“Tutti vogliono che Haiti diventi uno Stato di diritto”. È questo il commento – improntato alla speranza, ma anche al realismo di fronte a una situazione sociale ed economica catastrofica – con il quale la Conferenza episcopale haitiana (Ceh) reagisce alla decisione del contestatissimo presidente Jovanel Moise di fare del 2021 un anno elettorale a tutti i livelli.
Entro la fine dell’anno, i cittadini saranno chiamati ai seggi in tre occasioni: il 25 aprile è infatti convocato un referendum costituzionale che aprirà la strada alle successive elezioni presidenziali e legislative di settembre. In novembre, poi, in occasione del probabile secondo turno, si terranno anche le elezioni amministrative. Una risposta quasi obbligata di fronte allo stallo del Paese e alla paralisi del Parlamento, inattivo da mesi.

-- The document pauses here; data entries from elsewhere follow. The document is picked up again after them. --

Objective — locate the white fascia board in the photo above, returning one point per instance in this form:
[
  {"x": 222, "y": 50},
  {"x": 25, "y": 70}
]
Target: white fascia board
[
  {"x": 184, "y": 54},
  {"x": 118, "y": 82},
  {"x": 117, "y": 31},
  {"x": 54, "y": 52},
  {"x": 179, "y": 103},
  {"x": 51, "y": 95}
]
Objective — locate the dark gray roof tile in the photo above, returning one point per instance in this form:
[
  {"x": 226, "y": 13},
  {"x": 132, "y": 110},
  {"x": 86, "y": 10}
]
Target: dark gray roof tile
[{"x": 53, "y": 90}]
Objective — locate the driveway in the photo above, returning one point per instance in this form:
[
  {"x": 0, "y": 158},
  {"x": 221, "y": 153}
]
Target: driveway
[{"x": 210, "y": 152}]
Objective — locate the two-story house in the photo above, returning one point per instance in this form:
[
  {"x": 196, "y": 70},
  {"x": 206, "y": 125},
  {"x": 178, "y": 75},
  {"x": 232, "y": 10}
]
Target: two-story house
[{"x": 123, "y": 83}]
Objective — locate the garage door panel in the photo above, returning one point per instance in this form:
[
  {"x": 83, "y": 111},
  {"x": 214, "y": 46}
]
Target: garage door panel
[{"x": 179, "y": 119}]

I vescovi, tuttavia, non si fanno illusioni sulla facilità di tale processo, descrivendo con realismo la situazione di Haiti: “Il Paese è sull’orlo dell’esplosione; la vita quotidiana delle persone è costellata da morte, omicidi, impunità, insicurezza. Il malcontento è ovunque, in quasi tutti gli ambiti”. E molti sono gli elementi di pesante incognita, come le modalità di composizione del nuovo Consiglio elettorale o la Costituzione che verrà scritta. “Dovremo accettare tutto questo?”, si chiedono i vescovi, che non rinunciano però a un auspicio: “Al centro di questa crisi socio-politica ed economica ricorrente, alimentata dal veleno di odio e sfiducia, è preferibile cercare e trovare consenso su qualsiasi questione spinosa; e questo dev’essere costruito attraverso il dialogo sociale e istituzionale per evitare il disastro”. Ed è in quest’ottica costrittiva e al di sopra delle parti, fa presente la Ceh, che dev’essere letto questo contributo della Chiesa haitiana.